AppleScript & RSS

I was wondering, is it possible to make a basic RSS reader in AppleScript? I looked around on the web, but I couldn’t find anything. All I want to do is have it display a list of the headlines from the feed, and link to it. Could anyone give me any help on how to do that. I’m not sure whether it matters, but the RSS version is 1.0. The website is www.controlbooth.com/backend.php. I don’t know any HTML, but I have friends who do, so I can get them to help me on that front, if necessary. Any help would be greatly appreciated.

This seems like it might be pretty easy to do if you employ the shell.

Try this in the Terminal:

curl http://www.controlbooth.com/backend.php

The above command will return your raw RSS data (in XML, I think).

You might then run that command through AS like so:

do shell script "curl [url=http://www.controlbooth.com/backend.php]http://www.controlbooth.com/backend.php"[/url]

The structure is very easy to read. Once you get the result, it should be pretty easy to parse out each item individually for display in some way of your choosing…

But you’ll need a GUI builder like AppleScript Studio or FaceSpan (http://www.facespan.com/facespan/pagespeed/url//features4.0/) to display more than a fraction of that data via AppleScript.



If you only need to read the one feed you mentioned, then its easy to write something custom to display that feed. But if you're looking to be able to read multiple feeds, it becomes a bit more complex due to the varying structure of XML data in feeds from site to site. (I don't know much about XML save for what I'm seeing when I run CURL on a given feed.)

That complexity might lessen later on, as AStudio evolves. I can imagine that with the introduction of Safari's RSS savvy, the WebView object in Xcode might also become smarter as a result and make handling XML display a bit easier. <shrug> But that would be some time down the road, if at all.

Hope this helps.

Thanks, that’s great. What I was hoping to do was to make a status menu to display all of the new stuff. I know how to create a status menu (thanks to jonn8’s application) and I know how to dynamically add items to a menu. My sole problem is getting the menu items to go somewhere. I suppose I could just tell it to create a list by paragraph, and then create a further list from each paragraph to determine the title of the item and the link to point it to. It just seems to me that there must be an easier way to go about doing this. My main problem is that my Developer Tools don’t work for some reason or another, and I can’t download from Apple’s FTP server because I’m behind a firewall. So, I think I’ll have to find the CD that came with my computer. Any help with my division problem would be greatly appreciated.

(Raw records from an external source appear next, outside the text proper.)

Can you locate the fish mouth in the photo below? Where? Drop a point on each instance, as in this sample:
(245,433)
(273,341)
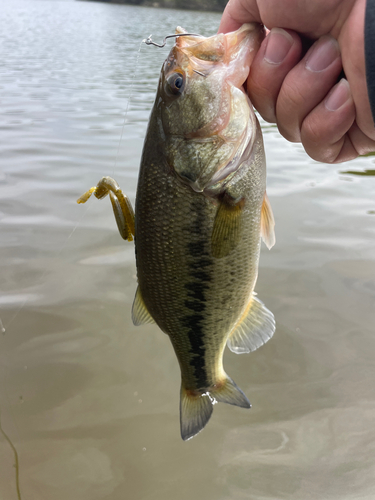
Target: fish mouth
(236,50)
(207,150)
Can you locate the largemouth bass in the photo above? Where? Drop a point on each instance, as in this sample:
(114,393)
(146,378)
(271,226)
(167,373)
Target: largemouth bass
(201,210)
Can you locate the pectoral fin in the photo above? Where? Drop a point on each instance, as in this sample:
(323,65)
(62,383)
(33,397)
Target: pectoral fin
(226,232)
(140,314)
(254,328)
(267,223)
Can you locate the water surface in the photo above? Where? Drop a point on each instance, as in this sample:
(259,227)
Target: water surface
(90,402)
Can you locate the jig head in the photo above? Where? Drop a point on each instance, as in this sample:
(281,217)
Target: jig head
(148,41)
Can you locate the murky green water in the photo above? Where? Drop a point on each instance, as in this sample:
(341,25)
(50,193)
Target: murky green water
(89,401)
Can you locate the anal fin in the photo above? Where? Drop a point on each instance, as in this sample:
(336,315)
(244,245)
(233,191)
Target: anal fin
(195,411)
(253,329)
(140,314)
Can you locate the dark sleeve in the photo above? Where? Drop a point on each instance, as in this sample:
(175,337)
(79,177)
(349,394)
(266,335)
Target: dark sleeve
(370,53)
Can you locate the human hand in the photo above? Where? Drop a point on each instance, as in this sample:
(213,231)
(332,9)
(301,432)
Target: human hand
(299,91)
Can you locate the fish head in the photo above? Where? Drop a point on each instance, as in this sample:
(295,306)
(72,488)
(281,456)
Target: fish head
(207,119)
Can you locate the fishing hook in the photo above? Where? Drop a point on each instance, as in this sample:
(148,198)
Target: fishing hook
(148,41)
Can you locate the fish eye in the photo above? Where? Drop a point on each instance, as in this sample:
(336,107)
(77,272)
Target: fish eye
(175,84)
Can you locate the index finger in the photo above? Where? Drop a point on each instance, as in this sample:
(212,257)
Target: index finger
(238,12)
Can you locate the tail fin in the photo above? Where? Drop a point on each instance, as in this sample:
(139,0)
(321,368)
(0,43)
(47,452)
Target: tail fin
(229,393)
(196,408)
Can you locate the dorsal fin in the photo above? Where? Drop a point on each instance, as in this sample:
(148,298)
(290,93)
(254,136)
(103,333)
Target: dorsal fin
(254,328)
(267,223)
(140,314)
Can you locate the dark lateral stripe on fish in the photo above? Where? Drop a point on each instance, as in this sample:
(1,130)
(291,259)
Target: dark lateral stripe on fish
(200,265)
(197,348)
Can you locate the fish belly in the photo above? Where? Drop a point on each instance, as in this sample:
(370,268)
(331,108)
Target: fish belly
(193,296)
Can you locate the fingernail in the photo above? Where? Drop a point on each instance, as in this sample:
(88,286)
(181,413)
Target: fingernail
(338,96)
(279,43)
(322,54)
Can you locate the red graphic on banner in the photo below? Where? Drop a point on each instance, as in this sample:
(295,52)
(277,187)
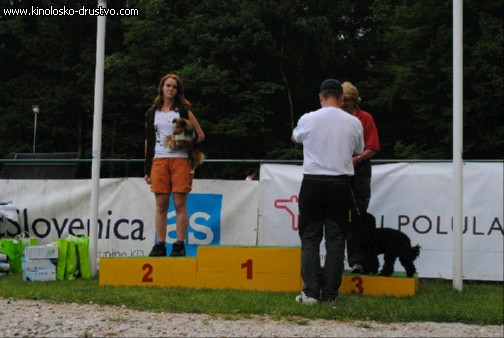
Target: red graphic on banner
(291,206)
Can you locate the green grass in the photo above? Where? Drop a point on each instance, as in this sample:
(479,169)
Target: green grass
(436,300)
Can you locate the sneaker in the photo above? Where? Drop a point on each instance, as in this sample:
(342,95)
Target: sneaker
(357,268)
(178,249)
(158,250)
(304,299)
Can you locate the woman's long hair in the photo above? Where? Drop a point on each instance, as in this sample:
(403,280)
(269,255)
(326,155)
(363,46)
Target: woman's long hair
(180,101)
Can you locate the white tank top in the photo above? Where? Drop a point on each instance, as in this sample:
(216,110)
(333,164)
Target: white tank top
(164,127)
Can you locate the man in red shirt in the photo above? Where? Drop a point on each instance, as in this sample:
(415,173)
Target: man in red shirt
(362,167)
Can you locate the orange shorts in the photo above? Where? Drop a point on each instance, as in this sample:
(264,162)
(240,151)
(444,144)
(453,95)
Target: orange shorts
(171,175)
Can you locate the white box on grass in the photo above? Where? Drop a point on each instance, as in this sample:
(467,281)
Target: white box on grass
(39,269)
(41,252)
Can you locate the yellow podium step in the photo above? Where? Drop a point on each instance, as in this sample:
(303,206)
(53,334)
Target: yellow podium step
(396,285)
(249,268)
(148,271)
(246,268)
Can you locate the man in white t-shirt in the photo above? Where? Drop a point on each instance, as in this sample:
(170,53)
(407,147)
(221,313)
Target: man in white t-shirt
(330,137)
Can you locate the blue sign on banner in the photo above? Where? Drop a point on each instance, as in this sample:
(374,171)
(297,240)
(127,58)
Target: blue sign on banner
(204,211)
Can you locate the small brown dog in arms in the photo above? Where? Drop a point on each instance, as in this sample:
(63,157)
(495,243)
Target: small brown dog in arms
(184,137)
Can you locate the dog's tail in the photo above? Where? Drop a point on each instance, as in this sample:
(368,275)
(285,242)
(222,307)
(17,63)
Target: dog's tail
(413,252)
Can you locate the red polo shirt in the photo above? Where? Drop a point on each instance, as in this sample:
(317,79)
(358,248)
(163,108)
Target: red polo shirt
(371,140)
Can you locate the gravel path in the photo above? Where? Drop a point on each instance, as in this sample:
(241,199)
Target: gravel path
(25,318)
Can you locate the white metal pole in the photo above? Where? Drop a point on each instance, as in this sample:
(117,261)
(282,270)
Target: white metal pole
(458,72)
(34,130)
(97,129)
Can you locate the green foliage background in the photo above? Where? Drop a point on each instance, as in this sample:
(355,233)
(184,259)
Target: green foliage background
(251,68)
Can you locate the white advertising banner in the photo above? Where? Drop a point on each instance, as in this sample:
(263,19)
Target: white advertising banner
(415,198)
(220,213)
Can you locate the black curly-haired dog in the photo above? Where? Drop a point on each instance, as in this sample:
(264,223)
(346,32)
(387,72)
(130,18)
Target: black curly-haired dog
(391,243)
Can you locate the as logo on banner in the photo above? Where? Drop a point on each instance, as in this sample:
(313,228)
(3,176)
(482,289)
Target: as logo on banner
(204,211)
(291,207)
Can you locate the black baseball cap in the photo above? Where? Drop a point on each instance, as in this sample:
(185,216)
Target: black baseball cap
(331,84)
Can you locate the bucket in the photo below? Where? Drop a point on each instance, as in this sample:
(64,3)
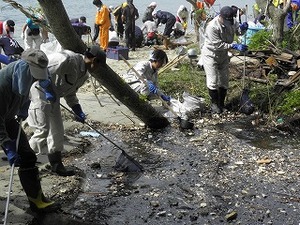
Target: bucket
(200,5)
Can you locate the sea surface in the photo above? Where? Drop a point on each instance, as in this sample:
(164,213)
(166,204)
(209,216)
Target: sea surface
(77,8)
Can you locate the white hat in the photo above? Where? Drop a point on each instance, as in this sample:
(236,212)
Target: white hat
(153,4)
(154,13)
(38,62)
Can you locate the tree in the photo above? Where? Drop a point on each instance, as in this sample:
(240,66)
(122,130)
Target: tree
(62,29)
(277,16)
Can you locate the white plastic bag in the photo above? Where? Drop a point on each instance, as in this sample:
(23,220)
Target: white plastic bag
(192,103)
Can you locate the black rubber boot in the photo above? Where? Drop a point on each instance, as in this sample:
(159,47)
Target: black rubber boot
(222,96)
(57,166)
(214,95)
(31,184)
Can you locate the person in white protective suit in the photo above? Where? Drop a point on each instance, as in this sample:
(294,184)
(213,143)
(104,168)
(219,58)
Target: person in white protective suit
(182,16)
(219,37)
(146,82)
(68,71)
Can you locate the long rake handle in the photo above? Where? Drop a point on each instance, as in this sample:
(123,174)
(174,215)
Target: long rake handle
(11,179)
(93,128)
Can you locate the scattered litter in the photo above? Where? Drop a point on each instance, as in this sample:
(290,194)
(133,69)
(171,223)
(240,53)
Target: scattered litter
(89,134)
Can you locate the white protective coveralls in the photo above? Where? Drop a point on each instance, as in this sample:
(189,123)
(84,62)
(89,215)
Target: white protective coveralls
(147,72)
(214,53)
(68,73)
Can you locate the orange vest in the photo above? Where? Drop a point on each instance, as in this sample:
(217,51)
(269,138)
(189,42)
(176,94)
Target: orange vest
(1,27)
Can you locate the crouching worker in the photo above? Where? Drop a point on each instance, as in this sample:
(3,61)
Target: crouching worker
(145,82)
(15,82)
(68,71)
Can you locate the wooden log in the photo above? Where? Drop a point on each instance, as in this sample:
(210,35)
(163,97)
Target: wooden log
(67,37)
(124,93)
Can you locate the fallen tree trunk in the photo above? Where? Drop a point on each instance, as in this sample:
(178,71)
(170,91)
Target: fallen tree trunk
(61,27)
(123,92)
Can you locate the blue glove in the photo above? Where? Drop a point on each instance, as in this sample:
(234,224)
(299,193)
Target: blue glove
(9,148)
(240,47)
(49,93)
(152,88)
(166,98)
(244,26)
(80,116)
(23,112)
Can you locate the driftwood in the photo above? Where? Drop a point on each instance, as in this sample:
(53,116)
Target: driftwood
(67,37)
(280,62)
(173,62)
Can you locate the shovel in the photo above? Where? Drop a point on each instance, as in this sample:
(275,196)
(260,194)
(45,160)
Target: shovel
(125,162)
(246,105)
(184,124)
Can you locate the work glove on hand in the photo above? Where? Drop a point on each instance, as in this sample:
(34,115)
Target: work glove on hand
(152,88)
(166,98)
(80,115)
(240,47)
(23,112)
(244,27)
(9,148)
(47,87)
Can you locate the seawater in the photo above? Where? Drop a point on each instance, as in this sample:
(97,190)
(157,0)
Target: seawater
(85,8)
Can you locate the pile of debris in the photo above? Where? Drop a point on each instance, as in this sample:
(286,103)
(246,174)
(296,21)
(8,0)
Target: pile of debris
(259,64)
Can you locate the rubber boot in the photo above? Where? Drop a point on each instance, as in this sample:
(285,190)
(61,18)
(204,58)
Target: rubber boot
(222,96)
(31,184)
(214,95)
(57,166)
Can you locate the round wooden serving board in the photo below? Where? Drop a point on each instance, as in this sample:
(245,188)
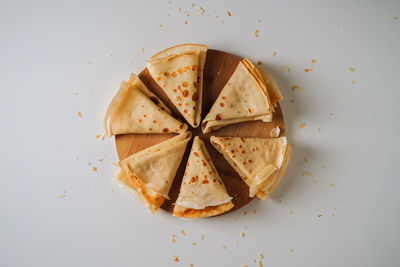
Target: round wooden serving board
(218,69)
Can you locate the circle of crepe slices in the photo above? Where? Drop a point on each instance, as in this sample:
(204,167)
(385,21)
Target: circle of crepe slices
(250,94)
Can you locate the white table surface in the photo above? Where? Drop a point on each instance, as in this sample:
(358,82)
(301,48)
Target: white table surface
(45,79)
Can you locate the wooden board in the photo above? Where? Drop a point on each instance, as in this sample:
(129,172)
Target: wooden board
(217,71)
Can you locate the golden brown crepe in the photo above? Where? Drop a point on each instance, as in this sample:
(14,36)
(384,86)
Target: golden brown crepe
(244,98)
(261,162)
(187,48)
(134,109)
(150,172)
(202,192)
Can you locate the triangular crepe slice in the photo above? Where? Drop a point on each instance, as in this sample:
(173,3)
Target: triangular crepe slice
(177,76)
(150,172)
(244,98)
(202,192)
(185,48)
(261,162)
(134,109)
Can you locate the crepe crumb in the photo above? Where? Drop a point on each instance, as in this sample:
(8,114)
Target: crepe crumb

You mention a couple of separate issues here.

Well, here’s what I might do.
At menu item creation time, I might set the as name of the menu item to the URL it should point to. Then, in the on choose menu item handler, pick up that URL from the name of theObject and use it to construct an applescript command like so:

open location "http://some.rss.url?blah"

then again, I don’t know if AS names in IB have a character limit, so that might not work.
You’d have alot more options if instead of a status menu item, you put all your data in, say, a floating utility window with a table. This would give you columns in which to store the headline title, the url it points to and even a short version of the headline’s description. You could then use the ‘on double click’ handler of the table as the jumping off action for the AS ‘open location’ command. Just another thought.

I’m not sure its as simple as a paragraph. Your headline object separation is done with tags, not returns. Tags like . You’ll need to parse using these tags as delimiters or something.

You’ve got me convinced. I think I’ll use a table in a utility window, like you suggested. Now, my main problem would be that I have no idea what you mean by parsing and delimiters.

‘Parse’ and ‘delimiter’ are as you’ll discover quickly here, terms we use heavily in the AS world.

‘Parse’ simply implies extracting specific bits of text from a larger body of text.

‘Delimiter’ means ‘separator’. With applescript, one can define the delimiter within a body of text in order to easily access key parts.

:wink:

OK, I understand what that means, but could you explain to me how one goes about it. Could we use the feed I’m planning to use as an example? This is part of it:

So, I could remove the top 14 and bottom 4 lines of the downloaded feed. I guess that would be something to do with the “eof” but I’m not positive. This would leave me with:

Now, I suppose I would “set AppleScript’s text item delimiters to (”" & return & return & “”, which would separate all of items in the feed into a list.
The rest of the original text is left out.